Noel Sharkey, professor of artificial intelligence and robotics at the University of Sheffield, makes that argument in The Ethical Frontiers of Robotics, an article in the December 19 issue of Science. Sharkey is calling for international guidelines to establish how robots can operate safely and ethically.

Citing widespread use of robots used for elder-care, like Secom's "My Spoon" automatic feeding robot and the Mitsubishi Wakamura medicine-reminder robot, Sharkey says service robots are becoming increasingly common. But he worries that no international regulations or policy guidelines exist beyond laws designed to punish negligence.

In a paper published earlier this year, "2084: Big robot is watching you," Sharkey describes how robots are now being used around the world for policing. The most dangerous, he says, are the robot border guards in South Korea.

As robots become more affordable and more capable, they will be used more frequently for law enforcement. Sharkey finds that troubling.

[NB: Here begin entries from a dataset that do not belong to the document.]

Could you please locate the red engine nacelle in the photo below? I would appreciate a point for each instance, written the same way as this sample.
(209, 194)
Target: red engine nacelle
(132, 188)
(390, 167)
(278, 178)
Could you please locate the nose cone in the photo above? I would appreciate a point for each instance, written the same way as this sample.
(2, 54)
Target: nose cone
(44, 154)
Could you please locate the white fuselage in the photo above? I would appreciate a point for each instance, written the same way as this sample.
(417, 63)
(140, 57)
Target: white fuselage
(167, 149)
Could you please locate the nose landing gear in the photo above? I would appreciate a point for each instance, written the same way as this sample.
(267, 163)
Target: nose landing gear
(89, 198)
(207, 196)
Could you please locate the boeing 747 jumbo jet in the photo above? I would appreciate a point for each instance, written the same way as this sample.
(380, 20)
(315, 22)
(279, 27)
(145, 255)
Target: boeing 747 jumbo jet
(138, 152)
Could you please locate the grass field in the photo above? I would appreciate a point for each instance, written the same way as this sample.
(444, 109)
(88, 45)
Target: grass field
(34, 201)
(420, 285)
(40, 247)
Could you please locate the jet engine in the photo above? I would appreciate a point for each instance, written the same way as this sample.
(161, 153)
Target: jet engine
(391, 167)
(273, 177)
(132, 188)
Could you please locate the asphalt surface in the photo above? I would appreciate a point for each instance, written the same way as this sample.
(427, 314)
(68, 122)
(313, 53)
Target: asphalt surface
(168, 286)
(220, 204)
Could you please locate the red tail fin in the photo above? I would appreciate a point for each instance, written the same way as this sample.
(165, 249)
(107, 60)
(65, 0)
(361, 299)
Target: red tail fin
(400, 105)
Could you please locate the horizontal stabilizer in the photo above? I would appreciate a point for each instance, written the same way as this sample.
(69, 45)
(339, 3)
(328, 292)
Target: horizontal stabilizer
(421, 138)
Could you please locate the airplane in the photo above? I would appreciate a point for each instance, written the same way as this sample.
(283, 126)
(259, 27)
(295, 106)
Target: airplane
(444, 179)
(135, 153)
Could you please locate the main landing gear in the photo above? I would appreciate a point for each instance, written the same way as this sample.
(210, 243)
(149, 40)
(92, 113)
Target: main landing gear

"It is undeniable that robots are a safe way to reduce future crime," he writes. "However, the price for our protection may be too great. The progressive growth of robot policing poses some serious technological dystopian threats to our society. There is a trade-off between crime prevention and our privacy, our civil liberties and our basic human rights. All of these will be eroded by the development of new robot technologies for monitoring, checking, tagging, and following us."

Sharkey believes there's no need to worry about "these robot being 'super-intelligent overlords taking over the planet and killing or enslaving all humans.'" Artificial intelligence has been a flop. "There is absolutely no evidence of machines becoming any more intelligent than they were 30 years ago," he writes.

The danger is people equipped with this powerful technology. "As long as authorities are benign, caring, and don't make mistakes, such powerful policing could be of great benefit to mankind," he writes. "But, as we all know, absolute power corrupts. Those in control of the machines will control society."